La première-dame est investie du devoir de supporter son conjoint. Ce devoir est un investissement fondé sur la logique du monde domestique et, donc, sur la serviabilité et « ‘ le rejet de tout égoïsme ’ »948 établissant un rapport de grandeur entre le candidat et la première-dame autour de la subordination et de l’honneur949. La première-dame, qui ne doit son statut qu’à son conjoint, figure comme ‘ plus petite que ’ le candidat auquel elle se dévoue. Cécilia Sarkozy, en tant qu’épouse d’un présidentiable et potentielle première-dame, est investie d’un devoir-faire dans les mondes domestique et de l’opinion pour un programme narratif visé dans le monde civique où son époux est sujet de faire : remporter les élections. La première-dame est donc un adjuvant pour la réussite de la campagne. Ce rôle de première-dame se retrouve particulièrement dans Paris-Match.
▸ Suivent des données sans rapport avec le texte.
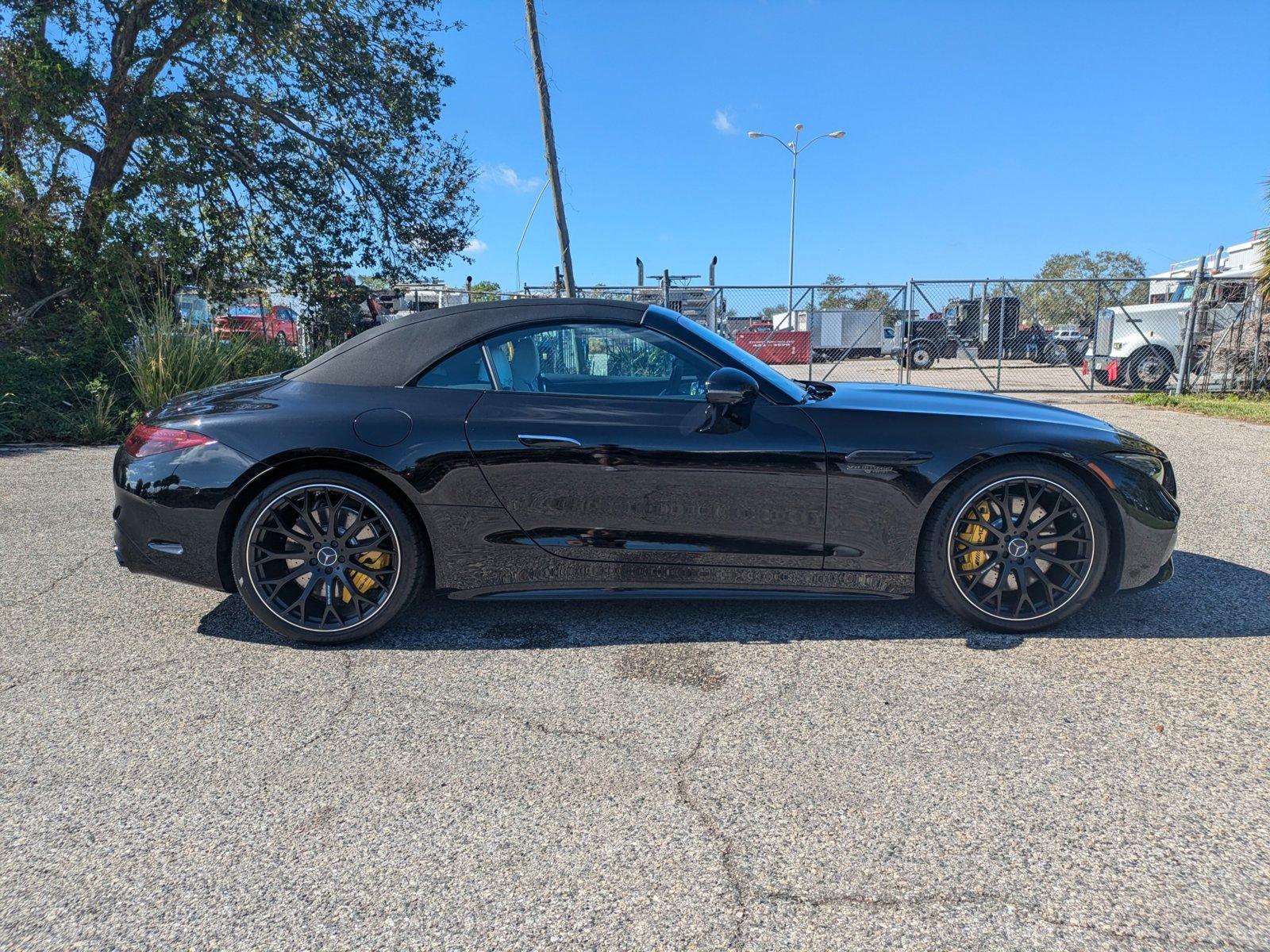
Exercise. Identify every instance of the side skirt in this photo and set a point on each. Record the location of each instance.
(471, 559)
(719, 594)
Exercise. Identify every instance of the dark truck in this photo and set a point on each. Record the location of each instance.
(920, 343)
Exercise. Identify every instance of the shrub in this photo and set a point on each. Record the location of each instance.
(94, 418)
(168, 359)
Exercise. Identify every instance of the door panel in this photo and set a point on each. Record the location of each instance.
(648, 482)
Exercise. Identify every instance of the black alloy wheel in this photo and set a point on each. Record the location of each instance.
(325, 558)
(1018, 549)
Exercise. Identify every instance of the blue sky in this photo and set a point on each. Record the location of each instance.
(981, 136)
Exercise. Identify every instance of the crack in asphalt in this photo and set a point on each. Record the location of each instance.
(683, 767)
(52, 584)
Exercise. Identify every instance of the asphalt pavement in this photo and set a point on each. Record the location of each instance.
(637, 776)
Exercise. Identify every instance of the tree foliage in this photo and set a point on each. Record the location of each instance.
(833, 295)
(1080, 283)
(237, 140)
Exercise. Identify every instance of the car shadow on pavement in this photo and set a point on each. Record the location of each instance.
(1208, 598)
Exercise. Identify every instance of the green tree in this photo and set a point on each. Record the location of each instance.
(487, 291)
(833, 295)
(201, 133)
(1071, 298)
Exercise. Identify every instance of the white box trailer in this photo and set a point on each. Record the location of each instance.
(848, 333)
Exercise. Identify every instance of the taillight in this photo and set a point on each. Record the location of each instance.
(148, 441)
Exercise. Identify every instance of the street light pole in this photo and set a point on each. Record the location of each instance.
(794, 150)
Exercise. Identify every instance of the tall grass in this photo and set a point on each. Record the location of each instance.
(168, 359)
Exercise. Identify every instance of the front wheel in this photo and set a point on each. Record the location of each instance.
(1149, 368)
(921, 355)
(1016, 546)
(327, 558)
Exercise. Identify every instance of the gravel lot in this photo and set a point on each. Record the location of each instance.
(770, 776)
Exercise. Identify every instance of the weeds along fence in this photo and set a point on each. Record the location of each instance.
(990, 334)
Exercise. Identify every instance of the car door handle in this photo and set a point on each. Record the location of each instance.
(539, 440)
(888, 457)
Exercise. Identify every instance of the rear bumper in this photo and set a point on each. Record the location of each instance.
(169, 511)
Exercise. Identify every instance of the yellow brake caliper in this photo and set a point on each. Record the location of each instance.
(365, 583)
(976, 535)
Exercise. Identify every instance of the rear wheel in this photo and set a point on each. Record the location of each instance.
(327, 558)
(1016, 546)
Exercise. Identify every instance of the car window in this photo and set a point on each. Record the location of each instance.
(461, 371)
(597, 359)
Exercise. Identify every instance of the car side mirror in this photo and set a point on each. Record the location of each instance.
(730, 387)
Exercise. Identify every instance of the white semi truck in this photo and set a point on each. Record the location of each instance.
(1141, 346)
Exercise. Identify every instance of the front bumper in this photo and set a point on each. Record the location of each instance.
(1149, 518)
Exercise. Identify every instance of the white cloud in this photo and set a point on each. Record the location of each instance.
(507, 177)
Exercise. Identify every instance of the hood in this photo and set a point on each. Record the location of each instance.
(891, 397)
(234, 397)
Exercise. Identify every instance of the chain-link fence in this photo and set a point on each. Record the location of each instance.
(994, 334)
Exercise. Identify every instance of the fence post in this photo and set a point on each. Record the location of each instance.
(810, 332)
(908, 359)
(1184, 370)
(984, 321)
(903, 317)
(1098, 317)
(1253, 298)
(1001, 328)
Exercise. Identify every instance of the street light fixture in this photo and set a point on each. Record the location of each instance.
(794, 150)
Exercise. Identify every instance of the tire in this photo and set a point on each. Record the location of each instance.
(967, 588)
(921, 355)
(1149, 368)
(272, 543)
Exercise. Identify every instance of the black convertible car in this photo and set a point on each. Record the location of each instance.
(595, 448)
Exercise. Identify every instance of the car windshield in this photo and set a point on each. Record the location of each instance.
(794, 391)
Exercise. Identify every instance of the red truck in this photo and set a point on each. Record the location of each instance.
(277, 323)
(775, 347)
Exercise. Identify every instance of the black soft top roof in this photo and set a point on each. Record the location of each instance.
(394, 353)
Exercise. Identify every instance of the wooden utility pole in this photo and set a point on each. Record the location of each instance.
(531, 19)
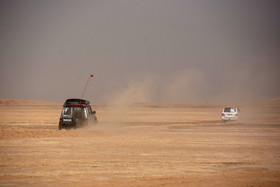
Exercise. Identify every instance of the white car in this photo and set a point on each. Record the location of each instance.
(230, 113)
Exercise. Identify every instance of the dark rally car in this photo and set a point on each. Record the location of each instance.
(76, 113)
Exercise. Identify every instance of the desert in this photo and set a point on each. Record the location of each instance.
(140, 145)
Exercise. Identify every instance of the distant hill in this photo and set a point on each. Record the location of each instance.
(24, 102)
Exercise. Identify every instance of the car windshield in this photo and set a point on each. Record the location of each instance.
(67, 111)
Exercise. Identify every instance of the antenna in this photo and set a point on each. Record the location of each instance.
(91, 75)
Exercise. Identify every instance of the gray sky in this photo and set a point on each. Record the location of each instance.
(158, 51)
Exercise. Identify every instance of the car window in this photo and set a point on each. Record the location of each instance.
(227, 110)
(67, 111)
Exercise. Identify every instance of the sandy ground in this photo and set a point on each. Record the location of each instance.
(144, 145)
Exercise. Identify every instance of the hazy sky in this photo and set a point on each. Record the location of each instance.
(158, 51)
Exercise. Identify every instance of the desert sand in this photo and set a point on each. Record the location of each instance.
(140, 145)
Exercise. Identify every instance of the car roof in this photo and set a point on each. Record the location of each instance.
(79, 102)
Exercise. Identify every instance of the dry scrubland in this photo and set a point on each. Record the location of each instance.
(143, 145)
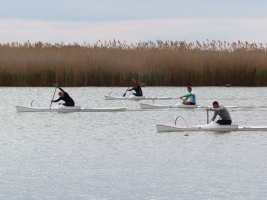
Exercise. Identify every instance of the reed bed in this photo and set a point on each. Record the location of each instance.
(115, 63)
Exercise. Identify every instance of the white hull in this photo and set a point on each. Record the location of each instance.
(135, 98)
(212, 126)
(160, 106)
(179, 105)
(66, 109)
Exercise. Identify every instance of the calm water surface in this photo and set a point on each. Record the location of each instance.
(120, 155)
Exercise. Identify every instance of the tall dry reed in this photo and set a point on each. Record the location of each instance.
(115, 63)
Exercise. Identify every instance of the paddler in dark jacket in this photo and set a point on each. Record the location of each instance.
(64, 96)
(136, 88)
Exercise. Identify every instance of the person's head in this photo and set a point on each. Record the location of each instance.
(189, 89)
(215, 104)
(61, 94)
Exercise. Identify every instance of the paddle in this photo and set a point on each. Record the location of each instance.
(125, 92)
(55, 85)
(207, 116)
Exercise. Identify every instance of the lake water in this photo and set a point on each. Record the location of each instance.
(120, 155)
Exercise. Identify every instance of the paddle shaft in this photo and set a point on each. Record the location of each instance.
(207, 116)
(53, 97)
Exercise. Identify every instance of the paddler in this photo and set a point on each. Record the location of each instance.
(64, 96)
(190, 96)
(222, 112)
(136, 88)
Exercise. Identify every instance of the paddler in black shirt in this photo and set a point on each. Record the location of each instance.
(136, 88)
(65, 97)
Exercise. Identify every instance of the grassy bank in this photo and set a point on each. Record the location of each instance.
(211, 63)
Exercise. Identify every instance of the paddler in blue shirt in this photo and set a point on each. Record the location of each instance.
(190, 96)
(136, 88)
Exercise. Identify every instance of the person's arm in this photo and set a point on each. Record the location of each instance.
(57, 100)
(61, 89)
(214, 116)
(187, 96)
(218, 109)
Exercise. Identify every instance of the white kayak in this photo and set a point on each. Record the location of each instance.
(134, 98)
(62, 108)
(178, 105)
(212, 126)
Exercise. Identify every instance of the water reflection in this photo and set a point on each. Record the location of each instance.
(121, 156)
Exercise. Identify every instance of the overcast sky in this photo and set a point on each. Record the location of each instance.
(87, 21)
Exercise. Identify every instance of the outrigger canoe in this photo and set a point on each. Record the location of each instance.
(134, 98)
(178, 105)
(212, 126)
(62, 108)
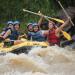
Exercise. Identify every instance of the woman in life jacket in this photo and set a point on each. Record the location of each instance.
(14, 37)
(53, 34)
(30, 29)
(37, 34)
(7, 31)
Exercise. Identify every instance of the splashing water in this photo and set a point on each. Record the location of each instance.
(39, 61)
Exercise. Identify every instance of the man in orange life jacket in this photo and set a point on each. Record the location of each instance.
(53, 34)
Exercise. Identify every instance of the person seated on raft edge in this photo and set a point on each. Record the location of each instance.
(53, 34)
(35, 28)
(30, 29)
(6, 31)
(12, 35)
(37, 34)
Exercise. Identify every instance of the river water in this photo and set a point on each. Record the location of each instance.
(39, 61)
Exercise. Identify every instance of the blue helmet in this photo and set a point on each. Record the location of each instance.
(10, 22)
(16, 22)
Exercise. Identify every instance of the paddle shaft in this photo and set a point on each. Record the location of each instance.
(43, 16)
(65, 12)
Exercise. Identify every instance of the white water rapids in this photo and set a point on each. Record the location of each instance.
(40, 61)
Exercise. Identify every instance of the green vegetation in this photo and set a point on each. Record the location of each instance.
(12, 9)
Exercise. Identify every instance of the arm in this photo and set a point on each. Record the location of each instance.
(62, 26)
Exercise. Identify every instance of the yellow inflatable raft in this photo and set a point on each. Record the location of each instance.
(22, 47)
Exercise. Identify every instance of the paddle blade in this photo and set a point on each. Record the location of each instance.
(66, 35)
(58, 20)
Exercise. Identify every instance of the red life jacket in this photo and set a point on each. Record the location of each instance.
(52, 38)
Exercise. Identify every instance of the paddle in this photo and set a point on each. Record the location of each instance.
(65, 34)
(58, 20)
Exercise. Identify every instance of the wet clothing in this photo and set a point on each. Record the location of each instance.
(14, 35)
(37, 36)
(52, 38)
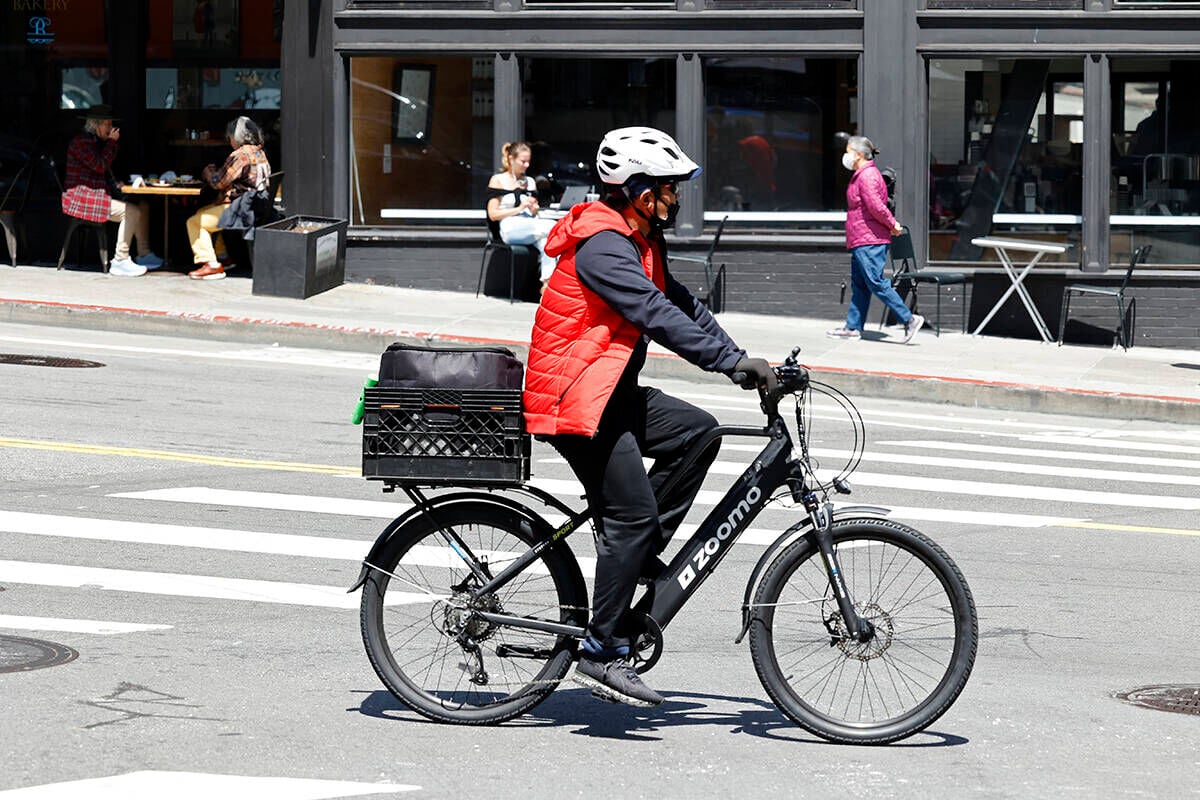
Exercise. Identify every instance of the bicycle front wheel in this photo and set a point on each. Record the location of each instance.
(913, 666)
(425, 638)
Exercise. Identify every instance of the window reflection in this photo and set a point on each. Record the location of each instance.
(397, 178)
(769, 122)
(1155, 192)
(570, 103)
(1006, 152)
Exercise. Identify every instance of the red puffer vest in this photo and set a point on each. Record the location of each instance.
(580, 346)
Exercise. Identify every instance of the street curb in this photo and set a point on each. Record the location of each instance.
(928, 389)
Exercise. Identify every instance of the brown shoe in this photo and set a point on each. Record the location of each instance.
(210, 271)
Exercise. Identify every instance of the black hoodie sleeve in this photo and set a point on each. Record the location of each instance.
(609, 264)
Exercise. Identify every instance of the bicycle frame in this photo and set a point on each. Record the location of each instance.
(772, 469)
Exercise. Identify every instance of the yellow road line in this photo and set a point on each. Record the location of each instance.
(166, 455)
(1132, 529)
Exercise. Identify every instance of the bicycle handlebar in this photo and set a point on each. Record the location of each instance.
(792, 377)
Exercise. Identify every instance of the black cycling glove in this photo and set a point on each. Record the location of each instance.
(749, 373)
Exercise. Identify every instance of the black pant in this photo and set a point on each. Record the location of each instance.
(633, 523)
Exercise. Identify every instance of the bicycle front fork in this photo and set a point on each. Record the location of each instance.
(858, 629)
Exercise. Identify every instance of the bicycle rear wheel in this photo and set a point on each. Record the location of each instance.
(925, 633)
(430, 648)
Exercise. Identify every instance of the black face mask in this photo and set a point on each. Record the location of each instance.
(657, 222)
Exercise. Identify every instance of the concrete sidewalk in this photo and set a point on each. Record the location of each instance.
(1019, 374)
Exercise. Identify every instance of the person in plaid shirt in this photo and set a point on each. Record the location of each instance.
(89, 160)
(245, 170)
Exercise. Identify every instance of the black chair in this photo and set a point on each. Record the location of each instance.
(240, 247)
(1123, 332)
(910, 272)
(76, 223)
(496, 248)
(274, 184)
(713, 292)
(9, 221)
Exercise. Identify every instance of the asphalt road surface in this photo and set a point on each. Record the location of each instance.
(179, 525)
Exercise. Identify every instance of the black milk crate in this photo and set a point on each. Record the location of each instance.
(444, 437)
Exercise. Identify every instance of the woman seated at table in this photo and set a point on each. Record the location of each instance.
(88, 193)
(246, 170)
(513, 203)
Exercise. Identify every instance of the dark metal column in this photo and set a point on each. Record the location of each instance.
(508, 119)
(316, 106)
(1097, 162)
(690, 136)
(892, 96)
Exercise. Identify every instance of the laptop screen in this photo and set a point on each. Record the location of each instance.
(573, 196)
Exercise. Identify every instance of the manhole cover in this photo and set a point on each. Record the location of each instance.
(24, 360)
(1180, 698)
(18, 654)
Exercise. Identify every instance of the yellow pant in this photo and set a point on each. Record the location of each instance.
(201, 227)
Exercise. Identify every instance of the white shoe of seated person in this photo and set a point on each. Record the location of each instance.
(149, 260)
(125, 268)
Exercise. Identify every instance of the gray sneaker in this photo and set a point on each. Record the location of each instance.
(615, 680)
(912, 326)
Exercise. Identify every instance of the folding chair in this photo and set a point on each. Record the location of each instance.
(714, 282)
(1125, 332)
(901, 251)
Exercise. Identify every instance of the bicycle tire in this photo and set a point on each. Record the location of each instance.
(413, 620)
(883, 690)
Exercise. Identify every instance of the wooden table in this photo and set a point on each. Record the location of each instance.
(166, 191)
(1002, 246)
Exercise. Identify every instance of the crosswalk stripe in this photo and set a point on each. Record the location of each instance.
(101, 627)
(150, 785)
(568, 488)
(993, 489)
(184, 585)
(274, 500)
(1123, 459)
(1113, 444)
(150, 533)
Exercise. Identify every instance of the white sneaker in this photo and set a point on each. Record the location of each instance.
(125, 268)
(148, 260)
(844, 334)
(912, 326)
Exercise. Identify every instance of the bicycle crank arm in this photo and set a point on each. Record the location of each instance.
(522, 651)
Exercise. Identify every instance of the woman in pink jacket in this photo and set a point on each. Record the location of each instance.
(869, 230)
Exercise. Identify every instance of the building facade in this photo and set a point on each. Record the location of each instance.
(1072, 121)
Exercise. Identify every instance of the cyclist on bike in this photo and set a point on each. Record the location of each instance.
(610, 295)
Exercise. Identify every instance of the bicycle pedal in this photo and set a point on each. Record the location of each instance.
(600, 696)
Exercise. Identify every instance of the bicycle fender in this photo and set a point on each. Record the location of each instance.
(441, 501)
(784, 540)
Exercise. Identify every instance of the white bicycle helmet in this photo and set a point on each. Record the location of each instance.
(625, 152)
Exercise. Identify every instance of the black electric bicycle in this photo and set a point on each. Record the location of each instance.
(862, 629)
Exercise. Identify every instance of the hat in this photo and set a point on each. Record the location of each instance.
(101, 112)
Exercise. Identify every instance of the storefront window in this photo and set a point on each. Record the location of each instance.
(570, 103)
(420, 138)
(1006, 152)
(771, 122)
(1156, 160)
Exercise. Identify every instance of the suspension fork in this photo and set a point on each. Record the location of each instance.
(821, 515)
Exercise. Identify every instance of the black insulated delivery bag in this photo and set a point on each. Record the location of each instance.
(445, 416)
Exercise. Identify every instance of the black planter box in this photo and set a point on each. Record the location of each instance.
(291, 263)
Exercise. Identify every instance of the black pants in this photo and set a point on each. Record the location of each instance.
(634, 524)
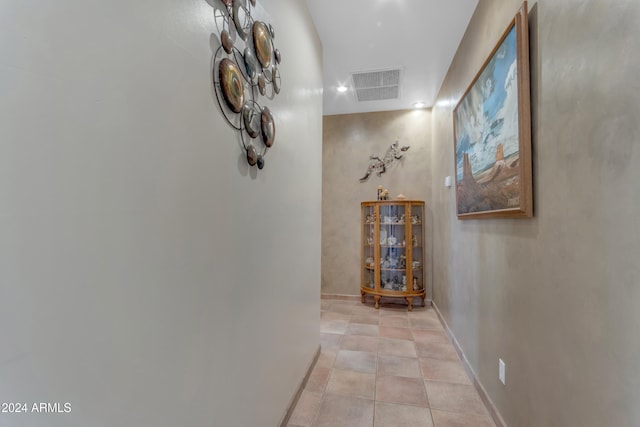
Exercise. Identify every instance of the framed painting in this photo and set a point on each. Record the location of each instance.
(492, 132)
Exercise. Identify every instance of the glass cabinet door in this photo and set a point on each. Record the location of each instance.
(368, 249)
(417, 234)
(393, 257)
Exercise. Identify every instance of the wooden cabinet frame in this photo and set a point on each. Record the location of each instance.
(378, 248)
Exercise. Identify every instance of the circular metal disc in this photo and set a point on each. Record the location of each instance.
(252, 155)
(262, 43)
(227, 43)
(231, 85)
(241, 18)
(251, 117)
(268, 127)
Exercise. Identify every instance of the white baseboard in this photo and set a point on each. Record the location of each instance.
(298, 393)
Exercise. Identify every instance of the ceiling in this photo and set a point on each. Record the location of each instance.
(419, 37)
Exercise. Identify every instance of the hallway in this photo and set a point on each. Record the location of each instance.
(386, 368)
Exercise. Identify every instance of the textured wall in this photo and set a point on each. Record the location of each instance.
(348, 141)
(554, 296)
(146, 275)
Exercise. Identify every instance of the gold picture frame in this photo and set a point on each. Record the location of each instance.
(492, 132)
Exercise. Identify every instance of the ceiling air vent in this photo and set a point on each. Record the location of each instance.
(376, 85)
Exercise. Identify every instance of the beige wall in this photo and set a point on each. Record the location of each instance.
(555, 296)
(147, 276)
(348, 141)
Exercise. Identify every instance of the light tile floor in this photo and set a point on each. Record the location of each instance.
(386, 368)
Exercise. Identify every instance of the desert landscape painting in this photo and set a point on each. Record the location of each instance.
(487, 150)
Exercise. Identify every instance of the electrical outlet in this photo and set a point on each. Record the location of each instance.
(502, 371)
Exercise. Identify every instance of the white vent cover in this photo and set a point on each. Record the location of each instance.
(376, 85)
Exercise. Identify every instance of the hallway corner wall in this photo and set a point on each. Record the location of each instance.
(348, 141)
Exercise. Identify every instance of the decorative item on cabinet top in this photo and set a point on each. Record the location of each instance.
(245, 65)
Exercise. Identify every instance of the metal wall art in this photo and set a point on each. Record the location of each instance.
(245, 74)
(380, 165)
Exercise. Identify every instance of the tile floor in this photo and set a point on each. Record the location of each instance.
(386, 368)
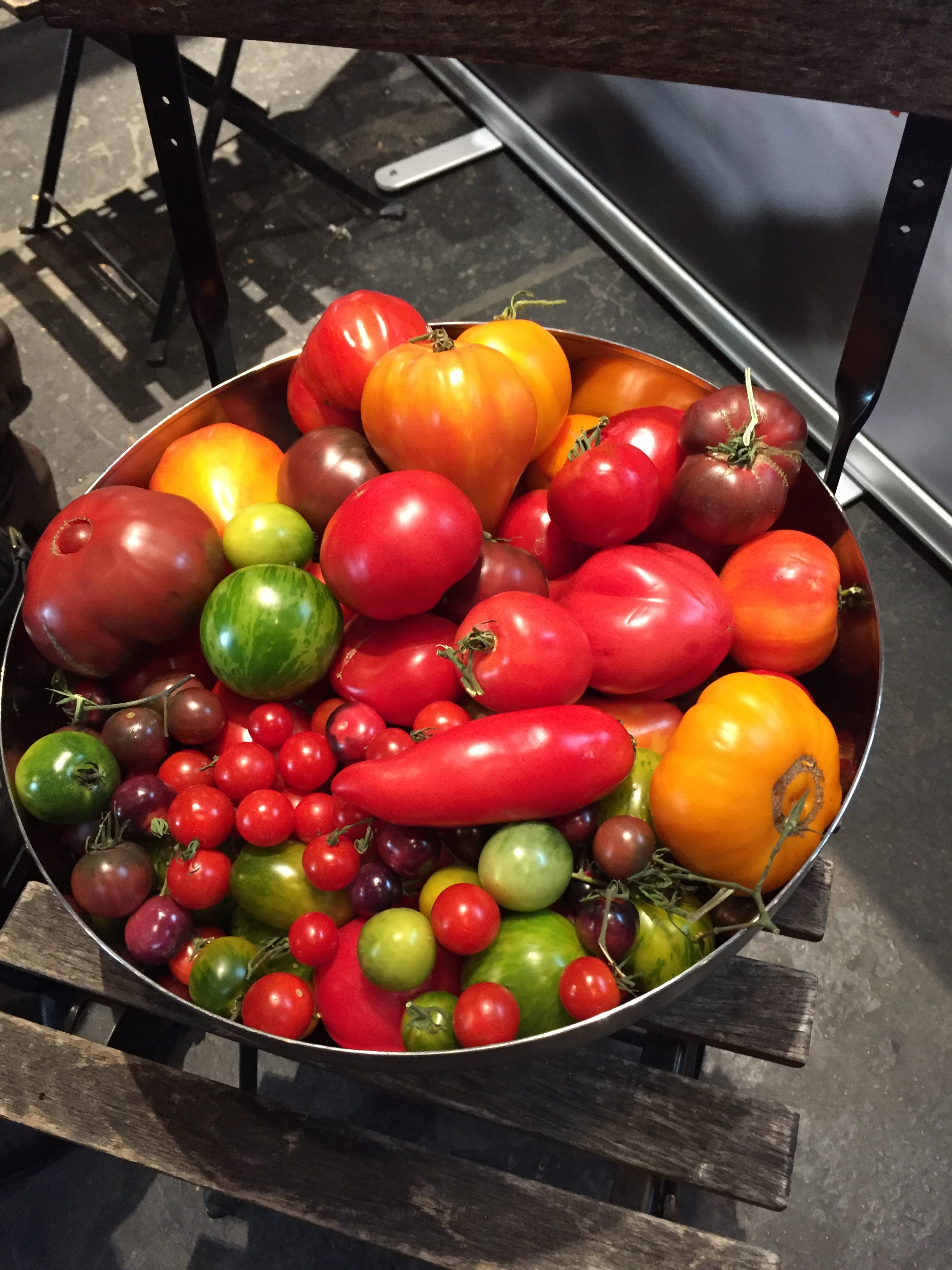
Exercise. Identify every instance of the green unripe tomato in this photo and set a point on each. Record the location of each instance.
(428, 1023)
(396, 949)
(267, 534)
(526, 867)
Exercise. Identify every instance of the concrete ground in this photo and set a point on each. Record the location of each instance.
(871, 1185)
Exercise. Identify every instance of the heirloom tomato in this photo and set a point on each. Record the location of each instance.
(221, 469)
(785, 590)
(763, 736)
(465, 412)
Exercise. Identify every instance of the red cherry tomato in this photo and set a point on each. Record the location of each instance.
(278, 1004)
(200, 882)
(271, 724)
(306, 761)
(587, 989)
(465, 919)
(486, 1014)
(313, 939)
(201, 814)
‘« La réussite de ce show énorme, c’est en grande partie grâce à elle, Cécilia. »
« Il découvre amusé que, dans son bureau au 3ème étage, Cécilia lui a fait installer une lampe Kartelli identique à celle qui apparaissait dans la vidéo internet des vœux de Ségolène Royal aux Français »
« Cécilia a veillé personnellement à la décoration du bureau de Nicolas »
« Avec discrétion, elle a veillé sur la campagne, depuis un bureau voisin du sien »
« « Lui, il est ministre de l’intérieur, elle, elle s’occupe de l’intérieur du ministère » commente leur ami Didier Barbelivien »950

Le faire de Cécilia Sarkozy la renvoie à des rôles spécifiquement féminins : décoratrice, hôtesse, etc. Ce sont des programmes narratifs sanctionnés positivement par le narrateur pour le programme narratif visé du monde civique. Elle « ‘ joue son rôle d’épouse et de collaboratrice ’ », ‘ « dans l’ombre  ’», elle est « ‘ le premier soutien ’ », elle rend « ‘ son époux plus proche, plus sympathique, plus humain »951  ’: elle est une potentielle première dame qui accomplit son rôle. Sa « presque invisibilité »952 dans le monde de l’opinion est défendue par cet hebdomadaire : son absence est une réserve, c'est-à-dire une non-présence médiatique mais une présence domestique.

‘« Elle accompagne rarement son mari dans ses déplacements. Elle ne s’assied plus jamais au premier rang, et plus jamais, elle ne monte sur l’estrade. Elle a décidé de se tenir un peu en retrait (…) Mais que l’on ne s’y trompe pas : elle est le premier soutien de Nicolas Sarkozy »
« Nicolas Sarkozy lui a fait signe de monter sur scène, mais elle a préféré rester dans le public. Discrète. »
« 20 heures, les chiffres sont tombés. Rue d’Enghien : Cécilia, radieuse, revient en pleine lumière »
« Elle n’est sortie de sa réserve qu’à la tombée de la nuit… (…) Mais bientôt les Français vont la découvrir dans la voiture qui file vers la place de la Concorde (…) les Sarkozy préfère continuer la soirée au Fouquet’s en amoureux »953

L’observation de l’ensemble des énoncés de notre corpus indique que l’absence de Cécilia Sarkozy sur le devant de la scène est soumise à des critiques. Paris-Match, bien qu’il ne l’énonce pas, prévient les différends en justifiant l’absence de Cécilia Sarkozy et en installant un Destinateur – la réserve – de cette absence, pris dans les logiques du monde domestique. Cet hebdomadaire établit un dispositif qui permet les déplacements tout en confinant le programme narratif d’usage au cœur du monde domestique, devançant les critiques depuis d’autres mondes954, telles qu’elles apparaissent dans VSD et Gala.

Notes
948.

BOLTANSKI & THEVENOT, 1991, ‘ op. cit. ’ p. 214.

949.

Ibid. ’ p. 215.

950.

Paris-Match 3009 (x2), Paris-Match 3014, Paris-Match 3023, Paris-Match 3025

951.

Paris-Match ’3014 

952.

Paris-Match 3021

953.

Paris-Match 3014, Paris-Match 3009, Paris-Match 3023, Paris-Match 3025.

954.

BOLTANSKI & THEVENOT, 1991, ‘ op. cit. ’ p. 281-284.